Step one: get naked
Virgen Maria is 1000 years old, or at least, that’s what she tells me. The digital sex artist, also known by her real name Maria Forque, is somewhat of an online enigma, a fearless multi-hyphenate who’s tried her hand at endless creative pursuits, whether it is producing hyper-sexual photographs with her friend and long-term collaborator, the surrealist photographer Filip Custic, modelling for her boyfriend’s conceptual fashion brand Chromosome Residence or mixing a gabber set naked atop a pair of DJ decks, one thing is for certain: Virgen Maria is here and she is ready to blex you – that is, bless your sex.
A name synonymous with the Spanish underground circuit, Forque’s aesthetic – a transgressive blend of explicit sexbot and hentai futurism – brings together a holy trinity of music, spirituality and sex. In all of this, her naked body becomes a divine vessel of sorts: a tool for self-acceptance, sorcery and rebellion against social norms, presented through a series of meditative music videos and techno-inflected tracks that she refers to as electronic dance meditation (EDM).

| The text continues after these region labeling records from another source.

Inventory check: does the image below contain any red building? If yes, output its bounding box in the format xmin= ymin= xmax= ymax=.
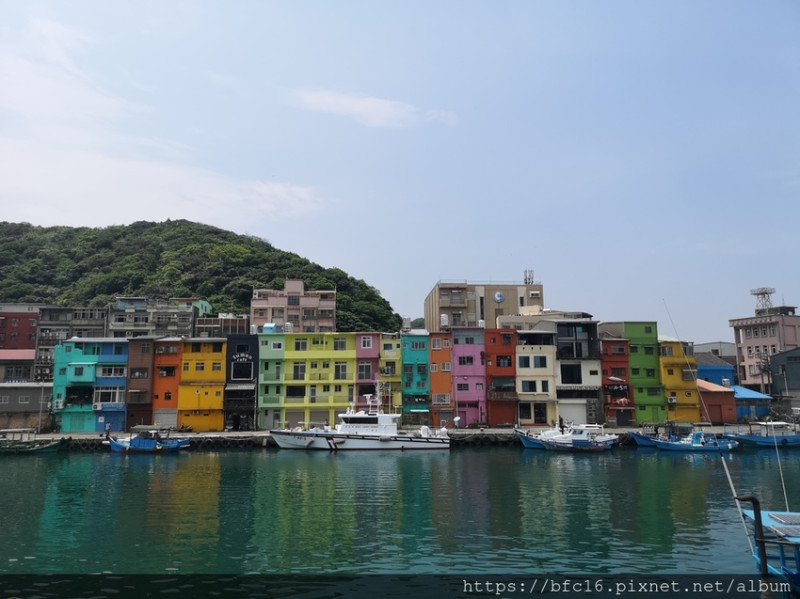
xmin=0 ymin=304 xmax=39 ymax=349
xmin=484 ymin=329 xmax=519 ymax=426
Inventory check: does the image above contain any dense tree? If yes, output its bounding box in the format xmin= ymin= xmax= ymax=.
xmin=0 ymin=220 xmax=401 ymax=331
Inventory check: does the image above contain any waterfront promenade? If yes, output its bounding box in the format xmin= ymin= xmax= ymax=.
xmin=29 ymin=426 xmax=736 ymax=451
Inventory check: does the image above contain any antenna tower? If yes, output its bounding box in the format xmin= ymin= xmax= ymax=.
xmin=750 ymin=287 xmax=775 ymax=310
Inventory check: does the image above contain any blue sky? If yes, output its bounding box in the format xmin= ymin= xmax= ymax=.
xmin=0 ymin=0 xmax=800 ymax=343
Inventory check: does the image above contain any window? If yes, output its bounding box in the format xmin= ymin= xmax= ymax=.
xmin=358 ymin=361 xmax=372 ymax=380
xmin=100 ymin=366 xmax=125 ymax=376
xmin=292 ymin=362 xmax=306 ymax=381
xmin=231 ymin=362 xmax=253 ymax=380
xmin=333 ymin=362 xmax=347 ymax=380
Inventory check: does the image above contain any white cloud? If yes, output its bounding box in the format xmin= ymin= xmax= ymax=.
xmin=0 ymin=16 xmax=321 ymax=230
xmin=297 ymin=90 xmax=458 ymax=129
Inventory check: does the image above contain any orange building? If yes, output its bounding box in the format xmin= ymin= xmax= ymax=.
xmin=152 ymin=337 xmax=183 ymax=427
xmin=484 ymin=329 xmax=519 ymax=426
xmin=178 ymin=337 xmax=227 ymax=432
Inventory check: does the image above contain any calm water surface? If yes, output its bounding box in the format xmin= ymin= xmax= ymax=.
xmin=0 ymin=447 xmax=800 ymax=575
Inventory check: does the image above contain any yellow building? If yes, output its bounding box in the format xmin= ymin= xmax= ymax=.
xmin=658 ymin=337 xmax=701 ymax=422
xmin=178 ymin=337 xmax=226 ymax=432
xmin=281 ymin=333 xmax=356 ymax=427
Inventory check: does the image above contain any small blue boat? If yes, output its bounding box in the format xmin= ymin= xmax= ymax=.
xmin=628 ymin=421 xmax=694 ymax=447
xmin=722 ymin=421 xmax=800 ymax=448
xmin=736 ymin=496 xmax=800 ymax=597
xmin=653 ymin=431 xmax=739 ymax=453
xmin=107 ymin=425 xmax=191 ymax=453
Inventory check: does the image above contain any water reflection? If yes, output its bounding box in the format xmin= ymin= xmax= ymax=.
xmin=0 ymin=447 xmax=800 ymax=574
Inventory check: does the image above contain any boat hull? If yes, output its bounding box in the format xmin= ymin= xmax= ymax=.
xmin=108 ymin=438 xmax=189 ymax=454
xmin=723 ymin=433 xmax=800 ymax=448
xmin=270 ymin=430 xmax=450 ymax=451
xmin=0 ymin=441 xmax=64 ymax=455
xmin=655 ymin=439 xmax=739 ymax=453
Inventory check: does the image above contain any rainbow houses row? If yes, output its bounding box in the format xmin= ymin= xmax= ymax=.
xmin=49 ymin=313 xmax=736 ymax=433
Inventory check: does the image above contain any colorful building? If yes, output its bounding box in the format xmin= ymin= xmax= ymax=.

“Society forces us to define our gender by our bodies and then judges us accordingly,” she tells me over the phone. “Being naked makes me feel empowered. Growing up, I had a lot of problems accepting my body, but one day I thought “fuck it”. I want to transmit the idea that being naked and having sex is life at its most pure.”
But not everyone is on the same page. This year alone has seen the Madrid-based artist’s Instagram page blocked “four, maybe five times” (she’s lost count). It’s a touchy subject and the source of much self-reflection for the young creator who has had to restart her 50k online following from scratch each time. Her most recent Insta-scare saw Forque reevaluate her online presence from largely conceptual, objects d’art to more of a “basic fitness girl” with her posts consisting primarily of motivational selfies and videos of her preparing pole dancing routines for her upcoming live shows. "I think sport is essential for your spiritual balance,” she says.
While some people see this as a move away from Forque’s artistic roots, the artist maintains that she is very much present (and naked) in her live shows, away from the censorous eyes of the Internet. “Instagram has a lot of conservative thinking,” she says. “It has its rules and if you don’t follow them, they shut you down. Like, you can’t show a naked body even if it’s censored, apparently. I’m trying to do something good and they’re putting me inside a virtual jail.”
Being “too hot” for Instagram isn’t your average problem, and yet speaking to Maria is strangely relatable, like confiding in that uber-sexy, sorceress sister you never thought you had (or needed). We asked the Spanish artist on what advice she’d give us to feel more comfortable in our own skin.
“A very sexual woman is a very powerful woman. Even though I am heterosexual, I’ve always loved the way a woman’s body looks, with its curves – everything is very round and juicy. Being naked makes me feel empowered so I want women to embrace their sexuality so that it’s bursting out of their pores. As women, we are taught that we have to be pretty or look a certain way. Society teaches us that our body is shameful, but it’s not. Show your body because it’s you.”
Do more yoga
“Yoga came at a moment of my life where I was feeling really low. It is designed especially to heal your body, your mind and your muscles, unlike other cardio-based forms of exercise. A few years ago, I was in a very difficult, turbulent relationship so yoga provided a safe space to be myself. It also makes me a more patient person. For instance, my music has a meditative quality that takes you on an inner, spiritual journey. I call it EDM: electronic dance meditation.”
Try pole dancing
“I’m currently preparing for my live shows and I want to offer pole dancing as part of the experience so that I’m DJing, pole dancing and singing all at once. I know that it has negative associations because of strip clubs, but it’s an acrobatic sport and I’m just unleashing my inner goddess.”
Don’t let social media get to your head
“I try not to live my self-love on social media. Since Instagram blocked me the last time, I’ve reflected a lot on my relationship with social media, and generally, life. Right now, I’m not a visual artist but a musician, and because of this, I don’t want to put too much energy into my Instagram posts. I’m centring my life around what I want to achieve: music, pole dancing and yoga. At the end of the day, it’s all about likes and views but losing my Instagram made me realise how pointless it all is.”
Do what makes you happy
“We are all on a spiritual journey, whether we know it or not. My advice is to do what makes you feel good, regardless of social conventions. If you don’t know what that ‘something’ is then I 100 per cent recommend any form of sport. I was stuck in a spiral of eating disorders, especially anorexia, and it saved me. It’s the essence of life.”